Citigroup's (NYSE:C) website greets customers with a page-long banner that reads "We work to turn dreams into realities."

Dreams ... nightmares ... whatever.

Back so soon?
What used to be the largest company in the world is now part of one of the largest bailouts in the world. Barely more than a month after receiving a $25 billion injection from the Treasury, a one-week swoon in its stock price sent Citi limping back to the Treasury, hat in hand, for second helpings.

As part of the new bailout, Citigroup will get:

  • An additional $20 billion capital injection.
  • A backstop on $306 billion in assets. Citi will accept the first $29 billion in losses in that pool; taxpayers will eat most of the rest.

In exchange, the Treasury (taxpayers) will get an additional $27 billion in preferred shares yielding 8% and warrants to purchase $2.7 billion in shares sometime down the road. Citi will also be barred from paying a dividend over $0.01 per share for three years. Why $0.01 per share? My guess is that if it were to suspend the dividend altogether, shares would come under increased selling pressure from dividend-centric mutual funds that can't own non-dividend-paying stocks.

Sell now, ask questions later
By most accounts, Citigroup was and is adequately capitalized. So why the need for a second bailout? The insane plunge in its share price and the speed at which it came crashing down was probably eerily reminiscent of the collapses of Bear Stearns, Lehman Brothers, and Washington Mutual: Rumors beget rumors and selling begets selling, until a run on the bank brings an already-vulnerable company to its knees.

Keep in mind Citigroup has total assets, including off-balance-sheet items, of over $3 trillion. That's five times the size of Lehman Brothers, whose collapse many point to as the main culprit for the market's cliff dive over the past two months.
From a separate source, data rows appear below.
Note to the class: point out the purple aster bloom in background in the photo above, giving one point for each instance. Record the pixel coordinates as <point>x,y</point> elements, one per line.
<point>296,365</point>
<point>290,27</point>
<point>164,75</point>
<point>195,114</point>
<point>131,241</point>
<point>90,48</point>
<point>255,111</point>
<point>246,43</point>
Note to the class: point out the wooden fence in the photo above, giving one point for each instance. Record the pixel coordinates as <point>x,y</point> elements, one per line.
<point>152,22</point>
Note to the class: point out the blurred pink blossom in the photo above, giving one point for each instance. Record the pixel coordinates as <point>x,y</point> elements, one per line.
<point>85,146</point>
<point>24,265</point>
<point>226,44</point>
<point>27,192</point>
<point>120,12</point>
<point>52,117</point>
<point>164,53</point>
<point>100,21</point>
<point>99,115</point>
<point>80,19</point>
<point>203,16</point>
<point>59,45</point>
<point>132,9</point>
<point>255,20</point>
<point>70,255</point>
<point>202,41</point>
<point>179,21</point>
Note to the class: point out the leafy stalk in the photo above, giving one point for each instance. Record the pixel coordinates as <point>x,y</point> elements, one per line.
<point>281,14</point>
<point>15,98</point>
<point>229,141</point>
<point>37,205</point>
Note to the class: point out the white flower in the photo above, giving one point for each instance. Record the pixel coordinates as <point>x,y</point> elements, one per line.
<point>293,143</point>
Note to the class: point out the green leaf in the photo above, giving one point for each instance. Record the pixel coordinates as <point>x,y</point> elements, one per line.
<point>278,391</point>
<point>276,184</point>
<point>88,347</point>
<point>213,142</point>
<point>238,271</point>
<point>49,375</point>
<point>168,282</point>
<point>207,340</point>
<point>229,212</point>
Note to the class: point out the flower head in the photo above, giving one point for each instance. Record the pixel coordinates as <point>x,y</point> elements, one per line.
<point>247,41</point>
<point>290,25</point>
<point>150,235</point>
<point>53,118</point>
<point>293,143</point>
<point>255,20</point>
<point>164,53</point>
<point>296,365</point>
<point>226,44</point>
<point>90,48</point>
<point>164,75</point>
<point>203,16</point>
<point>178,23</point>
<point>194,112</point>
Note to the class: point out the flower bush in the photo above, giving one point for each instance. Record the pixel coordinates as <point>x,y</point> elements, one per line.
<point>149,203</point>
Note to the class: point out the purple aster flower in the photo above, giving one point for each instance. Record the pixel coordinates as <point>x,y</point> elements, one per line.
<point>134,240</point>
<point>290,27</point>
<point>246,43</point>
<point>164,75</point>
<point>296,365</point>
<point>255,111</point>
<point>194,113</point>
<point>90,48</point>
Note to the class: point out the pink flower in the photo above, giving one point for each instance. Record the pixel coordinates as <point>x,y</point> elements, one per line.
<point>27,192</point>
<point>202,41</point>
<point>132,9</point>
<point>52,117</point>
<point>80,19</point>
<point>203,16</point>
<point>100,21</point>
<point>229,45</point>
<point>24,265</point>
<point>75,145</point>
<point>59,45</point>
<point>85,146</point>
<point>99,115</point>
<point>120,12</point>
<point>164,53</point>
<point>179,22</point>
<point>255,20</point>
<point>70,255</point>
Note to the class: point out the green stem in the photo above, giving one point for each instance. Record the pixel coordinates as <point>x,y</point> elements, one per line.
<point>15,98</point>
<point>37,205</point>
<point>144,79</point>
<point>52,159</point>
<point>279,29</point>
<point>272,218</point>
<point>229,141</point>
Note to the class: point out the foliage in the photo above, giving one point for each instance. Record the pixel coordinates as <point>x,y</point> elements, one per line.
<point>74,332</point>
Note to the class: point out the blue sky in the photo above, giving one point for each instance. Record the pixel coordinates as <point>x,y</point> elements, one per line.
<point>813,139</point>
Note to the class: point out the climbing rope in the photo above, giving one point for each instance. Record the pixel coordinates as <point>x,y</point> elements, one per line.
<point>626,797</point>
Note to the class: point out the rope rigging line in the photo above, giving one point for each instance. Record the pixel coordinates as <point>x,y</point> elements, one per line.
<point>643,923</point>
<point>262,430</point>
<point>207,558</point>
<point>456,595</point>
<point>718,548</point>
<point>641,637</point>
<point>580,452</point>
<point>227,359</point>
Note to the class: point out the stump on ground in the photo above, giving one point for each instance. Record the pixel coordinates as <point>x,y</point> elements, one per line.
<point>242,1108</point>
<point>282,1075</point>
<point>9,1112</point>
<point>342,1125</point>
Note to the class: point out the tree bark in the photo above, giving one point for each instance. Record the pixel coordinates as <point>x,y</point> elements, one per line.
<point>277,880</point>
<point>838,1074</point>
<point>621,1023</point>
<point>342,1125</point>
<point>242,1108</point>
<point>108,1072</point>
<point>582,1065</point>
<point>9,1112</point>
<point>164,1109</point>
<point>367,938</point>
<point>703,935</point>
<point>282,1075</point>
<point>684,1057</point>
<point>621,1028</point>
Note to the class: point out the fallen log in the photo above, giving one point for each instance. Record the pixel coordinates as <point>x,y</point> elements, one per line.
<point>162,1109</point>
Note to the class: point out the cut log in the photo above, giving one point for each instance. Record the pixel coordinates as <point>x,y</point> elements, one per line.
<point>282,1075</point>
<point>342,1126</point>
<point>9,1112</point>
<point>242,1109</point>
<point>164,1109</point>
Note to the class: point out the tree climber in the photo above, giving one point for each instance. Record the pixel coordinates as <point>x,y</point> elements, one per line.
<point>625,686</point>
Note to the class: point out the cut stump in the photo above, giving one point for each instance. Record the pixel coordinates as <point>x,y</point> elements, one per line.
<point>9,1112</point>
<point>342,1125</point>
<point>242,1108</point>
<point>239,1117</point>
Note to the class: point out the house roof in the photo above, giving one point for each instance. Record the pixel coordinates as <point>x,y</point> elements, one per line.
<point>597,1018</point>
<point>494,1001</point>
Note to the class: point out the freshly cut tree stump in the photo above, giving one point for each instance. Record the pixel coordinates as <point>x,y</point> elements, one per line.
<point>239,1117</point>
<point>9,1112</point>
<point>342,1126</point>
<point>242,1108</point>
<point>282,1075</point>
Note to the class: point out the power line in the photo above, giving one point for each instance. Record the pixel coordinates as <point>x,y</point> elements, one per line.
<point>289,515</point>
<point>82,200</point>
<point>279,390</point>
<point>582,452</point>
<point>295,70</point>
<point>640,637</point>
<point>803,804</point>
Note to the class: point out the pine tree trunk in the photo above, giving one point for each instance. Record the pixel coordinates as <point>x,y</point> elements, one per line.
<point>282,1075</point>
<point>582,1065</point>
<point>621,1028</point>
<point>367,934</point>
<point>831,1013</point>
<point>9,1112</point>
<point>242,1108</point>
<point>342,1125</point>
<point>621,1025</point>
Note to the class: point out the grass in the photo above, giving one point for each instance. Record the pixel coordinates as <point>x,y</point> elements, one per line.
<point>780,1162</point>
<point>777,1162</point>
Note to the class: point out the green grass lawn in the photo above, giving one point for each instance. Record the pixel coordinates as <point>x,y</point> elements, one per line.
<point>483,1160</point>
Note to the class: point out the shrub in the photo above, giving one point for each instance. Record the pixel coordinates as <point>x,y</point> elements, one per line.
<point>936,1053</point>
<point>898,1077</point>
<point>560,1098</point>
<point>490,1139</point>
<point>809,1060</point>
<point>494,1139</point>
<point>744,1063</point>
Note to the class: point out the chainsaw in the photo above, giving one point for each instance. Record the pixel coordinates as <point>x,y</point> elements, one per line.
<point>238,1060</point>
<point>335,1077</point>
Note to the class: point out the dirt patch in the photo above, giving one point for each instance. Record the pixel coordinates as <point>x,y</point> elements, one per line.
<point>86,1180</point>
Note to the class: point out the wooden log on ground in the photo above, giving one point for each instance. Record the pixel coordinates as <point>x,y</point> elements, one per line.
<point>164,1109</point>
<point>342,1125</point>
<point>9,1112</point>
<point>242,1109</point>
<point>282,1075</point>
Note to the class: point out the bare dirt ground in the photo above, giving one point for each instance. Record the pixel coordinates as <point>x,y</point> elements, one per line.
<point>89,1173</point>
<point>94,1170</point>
Of course people are going to point to this latest episode as proof that Paulson's plan doesn't work, but when you think about the ramifications of a Citigroup collapse versus the alternative, something had to be done. Citigroup has over 200 million client accounts in 100 countries -- anyone want to take a stab at what that bankruptcy would have looked like, or what effect it would have on an economy already in the throes of a nasty recession?

Will it work?
With that said though, let's keep in mind one of the reasons Citi plunged last week: fear that the first round of TARP money which injected $250 billion into banks like Citi, Bank of America (NYSE:BAC), and JPMorgan Chase (NYSE:JPM) won't be enough to stop the hemorrhaging. That fear might be spot on. As mentioned, Citi has around $3 trillion in assets, so the first $25 billion received from the Treasury added a cushion of just 0.8%. The latest injection brings that total to around 1.5% -- small potatoes when you think about the mayhem in credit markets.

One way Citi may have been able to avoid this second round of bailouts is if it had won the battle with Wells Fargo (NYSE:WFC) over Wachovia (NYSE:WB). That deal would have strengthened Citi's balance sheet with a fat deposit base that could be used as a cheap funding resource to mend its troubles; of course, the deal also called for government assistance in backstopping losses on $312 billion of the combined entity's assets. Potato, po-tah-to.

The biggest loser from all of this? I don't think it's Citi, Paulson, or taxpayers -- I think it's Chrysler, General Motors (NYSE:GM), and Ford (NYSE:F). One of the central reasons Congress has been hesitant to lend Detroit a hand is fear that it'll just blow through the cash and come back asking for more, which is essentially what Citigroup has done, at least at first glance. If companies that are undeniably in better shape than GM and Ford can't stop their bleeding, good luck trying to convince Washington that Detroit hasn't reached the point of no return.